I reached out and touched his shoulder. “You don’t have to talk about this any more if you’d rather not.”
“No, I’ll keep going. It’s important. If anything I know could help stop her, stop that hate . . . I, well I just have to do what I can, that’s all.” He took several deep breaths. “Better. There is another hate underneath the hate for you, older, colder, more patient, like something waiting in the darkness. Waiting for a chance at Necessity.”
“Waiting for what?” I asked. “My death? Does she have a checklist, and she needs to write me off the list before she goes after Necessity?”
“It’s more complicated than that,” said Haemun. “The two hates are intertwined somehow, tied together. Again, it’s hard to explain. It’s all emotion, all hungers and drives, no thinking. All I know for certain is that Nemesis sees you as the key to getting her revenge on Necessity.”
“I suppose that could make a twisted sort of sense if she sees me as a link to Shara and the damage the Shara virus has already worked on Necessity, but I really wish the giants of the pantheon would go back to swinging at each other and leave me out of it. I’m fighting way above my weight class in these battles.” I shook my head. “Let’s get back to Dairn. Do you think the goddess’s hate for me comes more from him or more from this perceived link to Necessity?”

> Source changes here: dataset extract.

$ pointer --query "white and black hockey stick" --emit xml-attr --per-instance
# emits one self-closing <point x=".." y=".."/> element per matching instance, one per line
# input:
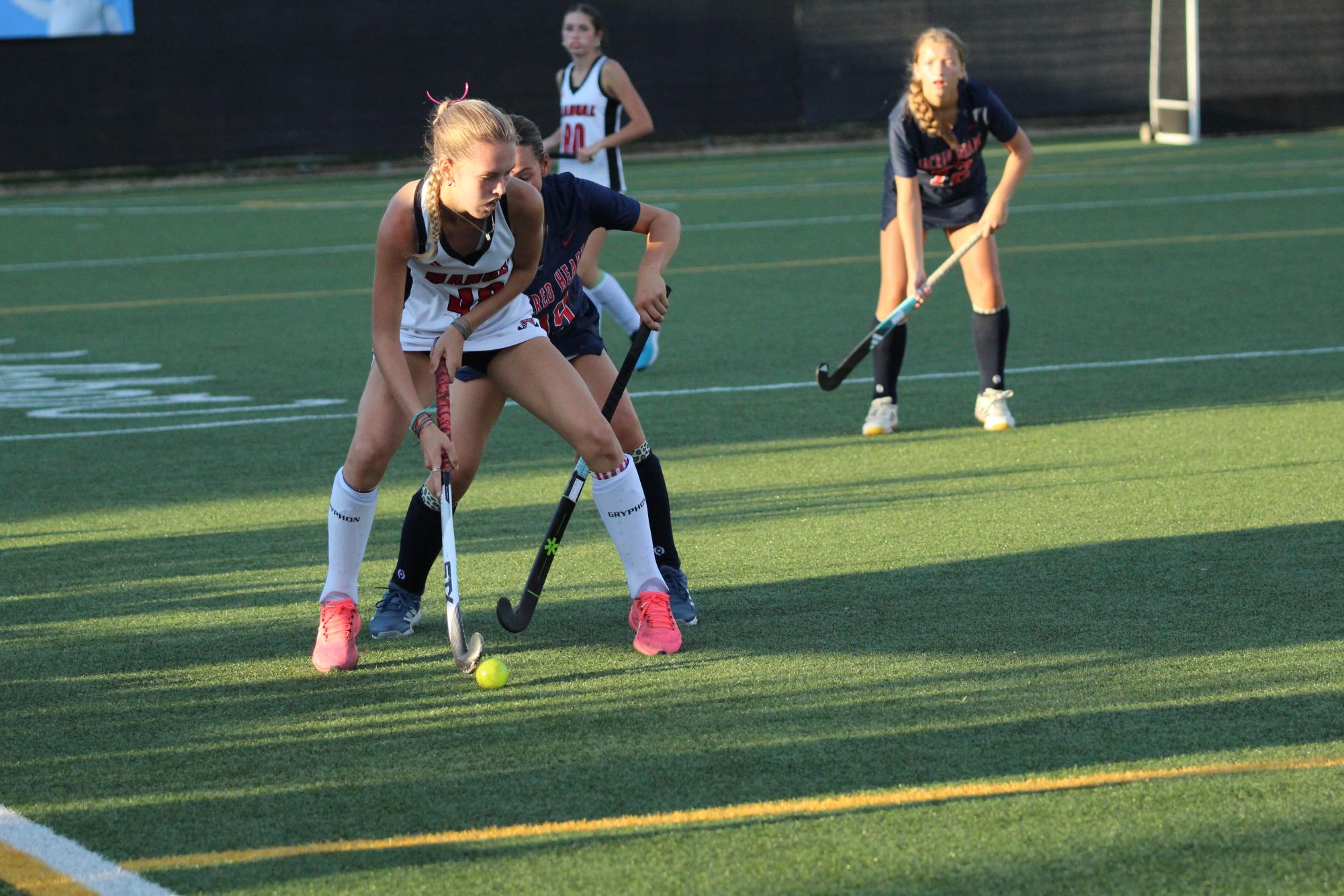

“I don’t know. She lives to hate and destroy. I’m not sure it matters who or what, with the possible exception of Necessity. It might be that her hate for you came from Dairn, that all she needed was the pointer, but it could just as easily be whatever link she sees between you and Necessity.” He sighed. “I wish I could be more help, but that’s really all I’ve got.” He grinned morosely. “Unless you think a longer recitation of her menu would help.”
“I doubt it. Thank you, Haemun. I don’t know what I’ll do with all that yet, but everything I can learn about Nemesis in her current incarnation helps. Why don’t you head back to the hill house, and I’ll follow along behind. I need to think.”
“All right, but don’t take too long. You’re hungry, and you need a good breakfast. Here, this will take the edge off.” He handed me a pear and walked away.
“Thanks,” I called after him, and he waved over his shoulder.
So what did I have after all that? Not much really. Nemesis hated and mirrored me to some extent. I’d known that already, hadn’t I? I took a bite of the pear. It was soft and sweet, lovely really. I started walking back toward Chez Ahllan, eating as I went.
There was just too much that I didn’t know. Why had Nemesis merged with Dairn? Was it his idea? Hers? Some combination? Was that merging the way Necessity and I had gotten tied together in her mind? Did that even matter? Where had Nemesis been all this time? Not dead, obviously, at least not in the conventional sense. But how did you imprison a bodiless goddess? And how did
that
work? What was Nemesis? A goddess certainly, one with enormous power, who lived for revenge. But beyond that?
All I could say for sure was that she hated me, which emotion might or might not have come from Dairn. That and she was one hell of a coder. I stopped chewing. Nemesis had vanished over three thousand years ago, long before anyone had proposed even the idea of the computer. Where had she learned to code? That was a very interesting question, and I didn’t have an answer.